In 2006, Chi­nese au­thor­i­ties used Wal­mart as the ex­am­ple to ar­gue the ne­ces­sity of al­low­ing the ACFTU op­er­ate within for­eign com­pa­nies as a union. In June this year, Wal­mart staff in China dis­cussed their la­bor dis­putes with Amer­i­can Wal­mart union staff via Skype and a trans­la­tor, in a very rare case of Chi­nese em­ploy­ees li­ais­ing with Amer­i­can unions over em­ployee rights in China. Tak­ing a step back, this was an ex­ceed­ingly strange case of work­ers from an os­ten­si­bly com­mu­nist state li­ais­ing with a union based in the world’s lead­ing cheer­leader for cap­i­tal­ism, about the ac­tions of one of the world’s largest com­pa­nies.

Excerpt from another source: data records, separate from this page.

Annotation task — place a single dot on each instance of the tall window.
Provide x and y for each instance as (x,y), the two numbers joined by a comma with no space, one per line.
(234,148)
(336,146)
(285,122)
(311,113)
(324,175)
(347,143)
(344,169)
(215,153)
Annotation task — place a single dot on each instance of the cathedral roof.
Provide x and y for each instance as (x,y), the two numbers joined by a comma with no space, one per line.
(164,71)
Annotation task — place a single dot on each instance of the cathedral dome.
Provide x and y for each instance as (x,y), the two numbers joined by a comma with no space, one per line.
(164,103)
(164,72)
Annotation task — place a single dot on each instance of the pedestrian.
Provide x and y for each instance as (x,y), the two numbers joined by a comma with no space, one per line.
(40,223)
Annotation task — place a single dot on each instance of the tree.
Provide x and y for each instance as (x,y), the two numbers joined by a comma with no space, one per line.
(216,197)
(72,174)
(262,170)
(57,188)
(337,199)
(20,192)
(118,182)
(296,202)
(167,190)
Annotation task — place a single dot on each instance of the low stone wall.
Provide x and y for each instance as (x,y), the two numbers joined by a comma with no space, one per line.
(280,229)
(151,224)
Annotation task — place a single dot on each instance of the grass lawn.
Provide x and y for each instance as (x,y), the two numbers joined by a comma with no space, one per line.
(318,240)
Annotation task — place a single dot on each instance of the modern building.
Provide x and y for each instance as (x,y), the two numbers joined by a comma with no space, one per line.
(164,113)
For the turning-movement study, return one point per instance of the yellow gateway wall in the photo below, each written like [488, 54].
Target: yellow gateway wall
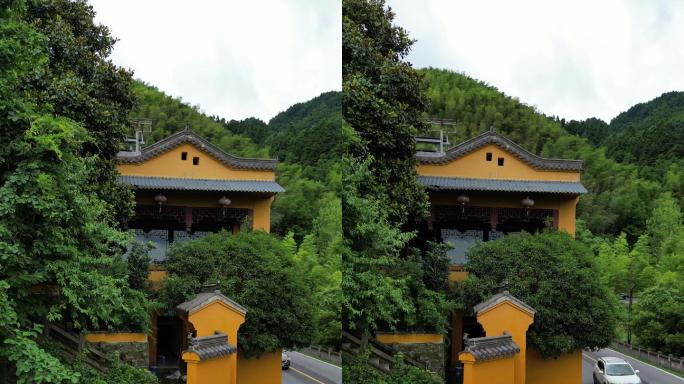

As China’s econ­omy slows down, so the au­thor­i­ties can fo­cus on “qual­ity” growth rather than growth at a break­neck pace, the Wal­mart dis­pute will be a fas­ci­nat­ing case study into how au­thor­i­ties in­tend to grap­ple with dis­sat­is­fied work­ers while jug­gling is­sues like em­ploy­ment rate and em­ployer de­mands. Be­cause they can be cer­tain that Wal­mart is not go­ing to be the only large com­pany to run into these is­sues, and what hap­pens here will have le­gal ram­i­fi­ca­tions for those that fol­low.